Phosphorescent light bubbling up from a cobalt lake, luminous yellow forms in a field of cadmium, a mossy riverbed draped in matte red paint. Each painting in this body of work hovers between the imagined and the material. It builds on the artist’s interest in the metaphor of the painted surface as a reflective pond, however, in these works the water is not still and deep: it moves. The works hold a delicate memory in a hazy suspension of dots, ready to be swept away by the wind or water in an instant.

The exhibition takes its name from the title of Elizabeth Jane Howard’s memoir. She tells the story of her life as a breathless stream of events in which she floats along in the slipstream of greater forces. The title resonated with the artist as it reflected both the method of making and the content of the works which are a filtered response to the plethora of images coursing through the artist’s mind.

Rhythm and intuition drives the paintings as the artist continuously responds to the last mark laid. In a process of deferral, layers of pigment and areas of colour are built up only to be dragged back over each other with sandpaper. Glazes make ripples out of the muddied paint, echoing the ripples of the wood grain beneath. The final image emerges in the difference between the murky background and the intense saturation of the foreground, the dabs of coloured highlights indicating light that will immediately shift.
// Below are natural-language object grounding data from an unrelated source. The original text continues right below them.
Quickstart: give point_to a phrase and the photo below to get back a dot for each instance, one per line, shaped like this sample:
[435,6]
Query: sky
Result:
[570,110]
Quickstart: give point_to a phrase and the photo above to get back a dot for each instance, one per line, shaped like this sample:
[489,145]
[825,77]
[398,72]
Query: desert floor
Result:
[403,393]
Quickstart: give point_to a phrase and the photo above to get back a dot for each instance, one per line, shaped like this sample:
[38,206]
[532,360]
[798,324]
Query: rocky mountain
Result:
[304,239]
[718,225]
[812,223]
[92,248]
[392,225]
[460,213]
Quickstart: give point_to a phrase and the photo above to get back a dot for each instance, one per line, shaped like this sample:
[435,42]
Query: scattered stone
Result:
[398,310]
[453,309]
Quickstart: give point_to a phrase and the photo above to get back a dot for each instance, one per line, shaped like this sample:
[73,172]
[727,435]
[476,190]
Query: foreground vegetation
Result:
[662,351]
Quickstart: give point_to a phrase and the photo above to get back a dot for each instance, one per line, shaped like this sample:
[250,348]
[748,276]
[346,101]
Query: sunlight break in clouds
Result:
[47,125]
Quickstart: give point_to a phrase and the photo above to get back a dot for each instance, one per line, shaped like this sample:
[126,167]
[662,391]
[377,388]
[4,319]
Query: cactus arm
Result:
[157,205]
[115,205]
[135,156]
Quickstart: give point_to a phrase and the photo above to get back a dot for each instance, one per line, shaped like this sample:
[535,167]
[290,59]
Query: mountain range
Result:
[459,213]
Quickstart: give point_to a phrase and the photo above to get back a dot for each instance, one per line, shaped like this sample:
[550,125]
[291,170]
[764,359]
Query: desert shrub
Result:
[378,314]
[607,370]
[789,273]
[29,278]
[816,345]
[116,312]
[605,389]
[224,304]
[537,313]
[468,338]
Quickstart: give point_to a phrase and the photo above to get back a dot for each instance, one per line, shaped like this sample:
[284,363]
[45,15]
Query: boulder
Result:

It is the slipstream of visual information that the artist draws on to make the paintings: they are a response to the contemporary context of the work, the history of painting and memories of fabric, patterns and landscapes. The yellow dots on “Chilli Oil” are the glints of light on a Velazquez or Titian whilst the cadmium red against the duller mauve recall the monotone richness of a flocked damask fabric. The luminous yellow of ”Gatorade” is the toxic sky of Derek Jarman’s film “Road to Avebury”. The intense blues and floral motif of “Copper Sulphate” are as much from Monet’s Waterlilies as they are from Designer’s Guild fabric patterns of the Noughties. Whilst the ever shifting pinks and reds of “Tender” are similarly drawn as much from the work of Bonnard and Vuillard as from samples of liberty print fabric and memories of wooded landscapes at dusk. There is no one source more valuable or necessary and as the paintings are made each appears and shifts with the layers of paint just as memories appear and are replaced with new ones.

These paintings are open, investigative and tender, they offer no conclusions or concreteness, but are a fragment of remembered time, that will, unless it’s painted, be swept away.